Réseau de chaleur urbain et centrale solaire à Châteaubriant : un projet novateur en France.

LA CENTRALE SOLAIRE THERMIQUE A  LA LOUPE

Lors de la séance de Conseil Municipal du 3 novembre 2016, les élus se sont prononces en faveur de la réalisation d’une centrale solaire thermique qui sera raccordée au réseau de chaleur de la ville et de la réalisation d’un dispositif de cogénération, qui permettra à la fois de produire de la chaleur pour le réseau urbain et de l’électricité. Ces projets novateurs, qui font figure de pionniers en France, s’inscrivent dans la continuité des actions menées par la Municipalité en faveur de l’innovation et de la croissance verte. Focus sur les caractéristiques de ces dispositifs…

3 QUESTIONS À DOMINIQUE EGRET, DIRECTEUR DES SERVICES TECHNIQUES DE LA VILLE

 

Pourquoi la Ville a t-elle choisi de développer l’énergie solaire ?
Ce projet s’inscrit dans la continuité des actions développées depuis plusieurs années déjà par la Ville de Châteaubriant en matière d’innovation et de croissance verte. Après la réalisation du réseau de chaleur urbain, récompensé par l’obtention d’une Marianne d’Or en 2011, la Ville a poursuivi son action en cherchant à valoriser encore les énergies renouvelables. Le solaire a cet avantage d’être une énergie jusqu’ici gratuite, inépuisable et qui ne subit pas de révision de ses tarifs comme les autres énergies. D’un point de vue environnemental, le solaire est aussi une énergie propre qui ne produit pas de gaz à effet de serre. Ce projet, qui est le premier de cette taille en France, est fortement encouragé par l’ADEME (Agence de l’Environnement et de la Maîtrise des énergies) qui le financera à hauteur de 70%.

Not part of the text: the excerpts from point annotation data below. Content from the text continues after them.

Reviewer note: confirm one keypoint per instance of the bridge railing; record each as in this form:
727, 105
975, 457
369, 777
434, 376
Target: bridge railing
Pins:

Comment est né ce projet et quelles en ont été les différentes étapes ?
En 2012, dans le cadre d’un appel à projets sur le solaire lancé par l’ADEME, la Ville de Châteaubriant a fait réaliser une étude auprès de la société Tecsol, afin de vérifier la faisabilité d’un apport d’eau chaude solaire réinjectée dans le réseau de chaleur. Cette étude, qui a été présentée à un congrès sur le solaire à Hambourg en juin 2014, a montré la faisabilité du projet. Un avant projet détaillé a ensuite été réalisé par le bureau d’études Girus, lauréat de la consultation, qui a préconisé le couplage du champ de capteurs solaires avec la cogénération.

Le projet prévoit la réinjection de 900 MWh par an d’énergie solaire dans le réseau. Que se passera t-il si la production est inférieure ?
Avant de se lancer dans ce projet aussi novateur qu’important, la Municipalité a voulu obtenir des garanties quant à la production solaire annoncée. Ainsi, lors de la séance de Conseil Municipal du 3 novembre dernier, il a été décidé de signer un contrat de garantie solaire engageant le bureau d’études techniques (Tecsol), l’exploitant du réseau (Cofely) et le fournisseur des capteurs solaires. En cas de non respect du contrat, une pénalité égale à deux fois le prix de la chaleur à l’abonné par MWh non injectée (par rapport aux prévisions) sera appliquée et répartie entre les 3 organismes liés par la garantie.